7.9.1. Each of the Parties undertake to cause the members of the Board of Directors appointed by them, to consider, in good faith, all
reasonable recommendations in writing issued by the Audit Committee. The Board of Directors shall, after consultation with the Company’s Independent Auditor, reasonably justify in writing the reasons for not following a written recommendation
of the Audit Committee. 
 7.10. Business Plan. The business plan of the Company will be prepared by the Board of Officers and submitted to the
Company’s Board of Directors for approval, which shall contain, in general terms, guidelines for strategies and direction of the Company’s and of its Controlled Companies’ businesses, comprising the period of five (5) future
years and including the definition of CAPEX (“Business Plan”). 

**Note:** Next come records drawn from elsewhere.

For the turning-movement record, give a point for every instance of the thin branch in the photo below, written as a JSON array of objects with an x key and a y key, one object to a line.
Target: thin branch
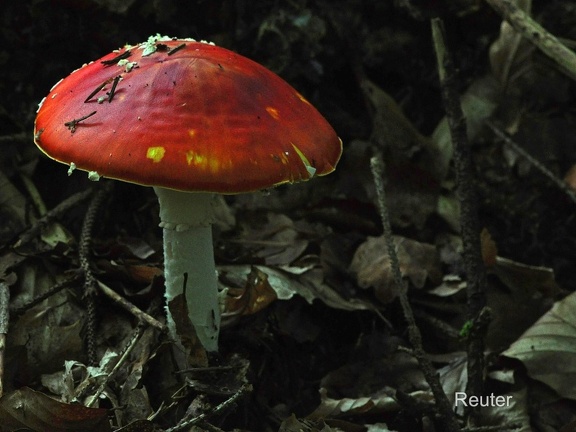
[
  {"x": 470, "y": 225},
  {"x": 562, "y": 185},
  {"x": 4, "y": 319},
  {"x": 60, "y": 209},
  {"x": 538, "y": 35},
  {"x": 90, "y": 286},
  {"x": 134, "y": 310},
  {"x": 186, "y": 424},
  {"x": 448, "y": 418}
]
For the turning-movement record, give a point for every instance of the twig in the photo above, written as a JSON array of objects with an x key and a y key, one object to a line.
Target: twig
[
  {"x": 538, "y": 35},
  {"x": 562, "y": 185},
  {"x": 121, "y": 359},
  {"x": 4, "y": 319},
  {"x": 77, "y": 277},
  {"x": 134, "y": 310},
  {"x": 90, "y": 287},
  {"x": 470, "y": 231},
  {"x": 448, "y": 418},
  {"x": 200, "y": 418},
  {"x": 61, "y": 208}
]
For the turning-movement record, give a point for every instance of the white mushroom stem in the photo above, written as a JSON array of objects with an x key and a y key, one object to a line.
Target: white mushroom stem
[{"x": 189, "y": 268}]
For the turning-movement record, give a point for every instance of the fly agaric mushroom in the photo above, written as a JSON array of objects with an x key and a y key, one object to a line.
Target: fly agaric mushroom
[{"x": 190, "y": 119}]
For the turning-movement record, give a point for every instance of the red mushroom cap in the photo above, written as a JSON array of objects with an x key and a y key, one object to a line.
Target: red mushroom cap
[{"x": 185, "y": 115}]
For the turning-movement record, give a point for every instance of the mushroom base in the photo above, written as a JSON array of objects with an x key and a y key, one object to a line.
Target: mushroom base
[{"x": 189, "y": 267}]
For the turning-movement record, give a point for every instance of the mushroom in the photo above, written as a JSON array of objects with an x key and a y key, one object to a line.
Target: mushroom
[{"x": 192, "y": 120}]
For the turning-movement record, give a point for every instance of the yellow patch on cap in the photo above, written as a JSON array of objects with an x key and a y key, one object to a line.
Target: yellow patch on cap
[
  {"x": 302, "y": 98},
  {"x": 205, "y": 162},
  {"x": 273, "y": 112},
  {"x": 155, "y": 153}
]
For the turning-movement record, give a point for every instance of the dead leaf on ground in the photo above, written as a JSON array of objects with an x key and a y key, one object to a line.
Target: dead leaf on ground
[
  {"x": 548, "y": 348},
  {"x": 418, "y": 262},
  {"x": 26, "y": 409},
  {"x": 528, "y": 293},
  {"x": 309, "y": 285}
]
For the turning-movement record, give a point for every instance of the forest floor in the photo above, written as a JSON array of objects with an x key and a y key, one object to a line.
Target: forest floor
[{"x": 314, "y": 337}]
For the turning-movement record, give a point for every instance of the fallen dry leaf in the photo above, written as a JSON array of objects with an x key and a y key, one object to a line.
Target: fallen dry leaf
[
  {"x": 548, "y": 348},
  {"x": 26, "y": 409},
  {"x": 418, "y": 262}
]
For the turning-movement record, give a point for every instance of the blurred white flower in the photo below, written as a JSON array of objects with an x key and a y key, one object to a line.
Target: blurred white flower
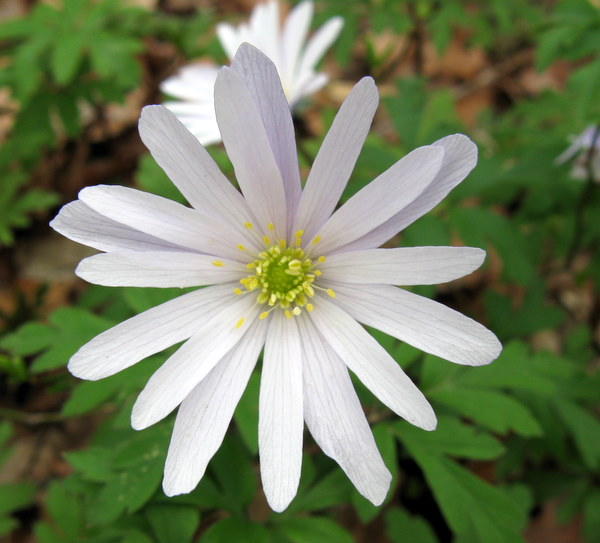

 7.11. Annual Budget. The annual budget of the Company shall
be prepared by the Board of Officers and submitted to the Board of Directors’ approval, and shall contain, on a monthly basis, (i) a detailed plan of operations of the Company and its Controlled Companies; (ii) comments from the
Directors and Executive Officers; and (iii) the individual and consolidated balance sheet, income statement, and projected cash flow, containing details of value, nature and term for each item of revenue, expense or CAPEX (“Annual
Budget”). 
 7.11.1. The members of the Board of Directors shall be invited to take part in the discussions related to the
preparation of the Annual Budget by the Board of Officers, prior to the submission thereof to the Board of Directors of the Company for approval.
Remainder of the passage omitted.